I think what John Cage was referring to what is also called the “happy accident”. As I said in my previous post, I had the idea for No Glove Lost a few years ago, and although similar things have been done before, it feels like a bit of unfinished business. So, I decided to get back on Horse X and complete Project X. And now I’m waiting for Accident X.

I saw a television interview with film director David Lynch where he discusses the breaking of one of the golden rules of filmmaking.

I’m going to have to paraphrase because I can’t find a clip of the actual interview, but it goes like this: (David Lynch has a very distinctive voice and it helps if you hear it in his tone.)

“[Director’s Name] asked me ‘David, can you really not cross the line?’. I said of course you can. You’re the director, you can do anything you like. You can’t cut it together, though.”

I was introduced to the concept of crossing-the-line in a video workshop given by Jason Budge in 2001. Briefly, it can be illustrated by the idea of filming someone walking along a road. You can shoot them from one side, the front or the back. However, you can’t shoot them from the other side of the road as it will confuse the audience seeing them walking in the opposite direction.

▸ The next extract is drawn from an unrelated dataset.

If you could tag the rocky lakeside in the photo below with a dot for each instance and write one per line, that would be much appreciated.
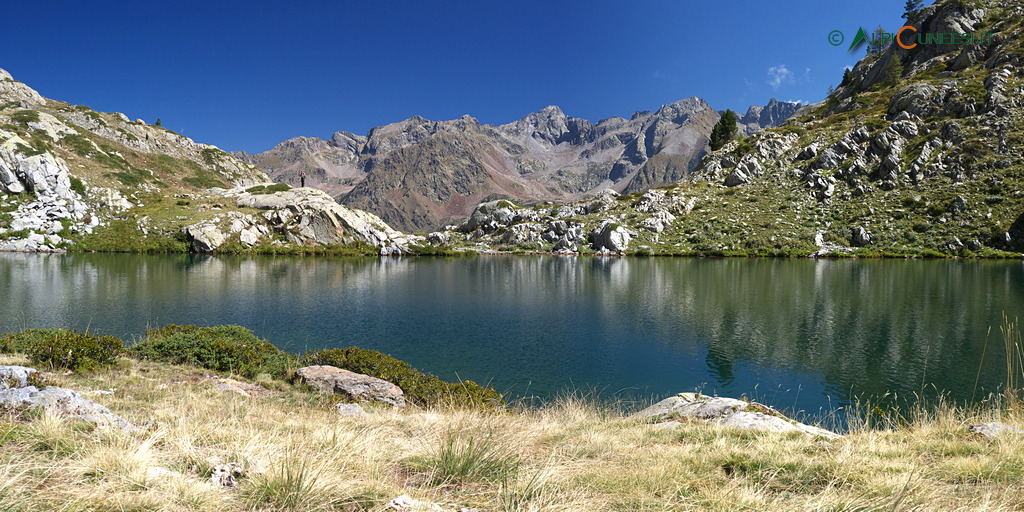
(915, 154)
(134, 430)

This supports what I always say, which is you can break any of the rules, but don’t do it for the sake of it. Rules and guidelines exist for one very good reason, they work. At least most of the time.

One of my own rules is don’t repeat what someone else has done.

No Glove Lost title

I really don’t know what I’m doing with this project, but I conceived it and what I do know is that I’m doing it. However, unlike the bland emulsion of homogenised mediocrity that is ITV’s the X Factor, I will be taking my lead from John Cage and Sister Corita Kent, breaking my own rules and leaving plenty of room for X quantities.

As I keep saying, I don’t like rules or manifestos, so here are some un-rules for my No Glove Lost project:

Un-rule #1 – It’s not a daily project. Or it might be.
Un-rule #2 – Only gather gloves on normal routes required by work or social commitments. Or not.
Un-rule #3 – Don’t go purposefully looking for them. Or do.
Un-rule #4 – Don’t try to out-do any of the other glovespotters. It’s not a competition. Or maybe it is.
Un-rule #X – Break any of the un-rules if you feel like it. Or not.

I hope that’s clear.

Between 22nd September 2013 and 20th March 2014 (winter in the northern hemisphere), I will be photographing the gloves in-situ, and collecting them for the currently unknown Purpose X.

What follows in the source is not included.